In the transition graph, we can see which state is accessible from which state(s). For example, state 4 is not directly accessible from state 1, because one has to apply first for the function before the applicant gets the offer. When two state are mutually accessible, then those state communicate. For example, states 2 and 3 do communicate, as do 1 and 2. State 4 is accessible from state 3, but does not communicate with state 3. A state i is recurrent if for every state j that is accessible from i, i is also accessible from j. A state is called transient when it is not recurrent. 

In every problem statement, we are looking for a certain answer. This answer should be the end of the Markov chain, also called the absorbing state. It is impossible to leave this state. In the example with the ant, the absorbing state is when the ant reached the exact opposite corner with respect to the corner from where it started. In the transition graph above, the absorbing state is state number 4. In this case it is assumed that one does not continue with looking for another job after the applicant gets a job offer in trading.

The problem statement could either aim for the probability to reach a specific absorbing state or for the expected number of steps or amount of time before reaching the absorption state. The equation to solve this problem can be derived from the law of total expectation. 

Let’s first elaborate on the probability to reach a specific absorption state s_a. All states are denoted by s_1,s_2,...,s_n for n-states. The absorption state s_a=1, and all other states are equal to zero. For every transient state i we have the equation

(3)   \begin{equation*}s_i= \sum_{i=1}^{N}s_j p_{ij}\end{equation*}

The equation to solve the number of steps X before reaching the absorption state is slightly different. Here, the absorption state s_a=0. For every transient state i we have the equation 

(4)   \begin{equation*}s_i= 1+ \sum_{i=1}^{N}s_j p_{ij}\end{equation*}

These equations can be solved by writing out the equation from the starting point. Note: the ‘1’ in this question stands for each new step that has to be taken to go to the next state. If we would have been talking in terms of time, for example seconds, the ‘1’ in this equation could be replaced by the number of seconds that it takes to reach a next stage.

Example of a Markov Chain Problem

Example: The ant starts at a specific corner of a cube and tries to reach the exact opposite corner of the cube. It only walks directly to neighbor corners with an equal probability, 1/3. Every time the ant travels to the next corner, a second passes. What is the expected number of seconds that it takes the ant to reach the exact opposite corner?

Solution: First start with numbering all corners to get a clear overview of all states. The ant starts at s_1 and wants to reach s_a.

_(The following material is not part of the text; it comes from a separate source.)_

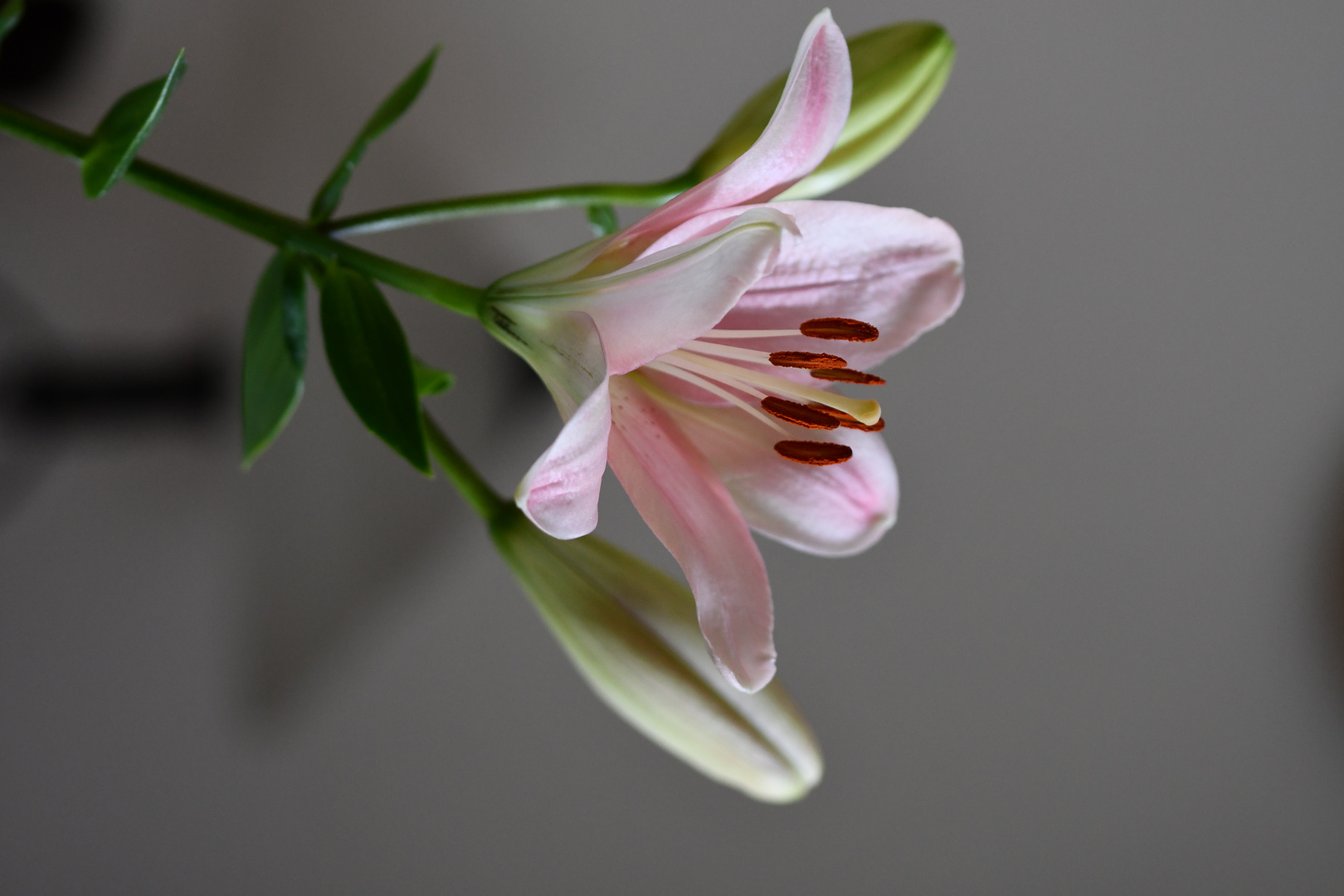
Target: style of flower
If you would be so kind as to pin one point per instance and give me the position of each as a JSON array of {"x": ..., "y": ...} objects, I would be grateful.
[{"x": 686, "y": 353}]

Figure 2 – Imagination of the cube.

Now we can start writing out all state equations:

(5)   \begin{equation*}s_1=1+s_2 \end{equation*}

(6)   \begin{equation*}s_2 = 1 + \frac{2}{3}s_3 + \frac{1}{3}s_1\end{equation*}

(7)   \begin{equation*}s_3 = 1 + \frac{2}{3}s_2 + \frac{1}{3}s_a\end{equation*}

s_a is equal to zero as we explained before. We can now substitute s_3=1+\frac{2}{3}s_2 in s_2. This gives us:

(8)   \begin{equation*}s_2=1+\frac{2}{3}(1+\frac{2}{3}s_2)+\frac{1}{3}s_1=\frac{5}{3}+\frac{4}{9}s_2 + \frac{1}{3}s_1 \end{equation*}

(9)   \begin{equation*}\frac{5}{9}s_2 = \frac{5}{3} + \frac{1}{3}s_1\end{equation*}

(10)   \begin{equation*}s_2 = 3 + \frac{3}{5}s_1 \end{equation*}

Now we can substitute s_2 in s_1:

(11)   \begin{equation*}s_1=1+(3+\frac{3}{5}s_1)=4+\frac{3}{5}s_1\end{equation*}

(12)   \begin{equation*}\frac{2}{5}s_1 = 4\end{equation*}

(13)   \begin{equation*}s_1 = 10\end{equation*}

In other words, the expected time that it takes the ant to reach the corner in the exact opposite corner is equal to ten seconds. Other problems and solutions can be found in de exercises section.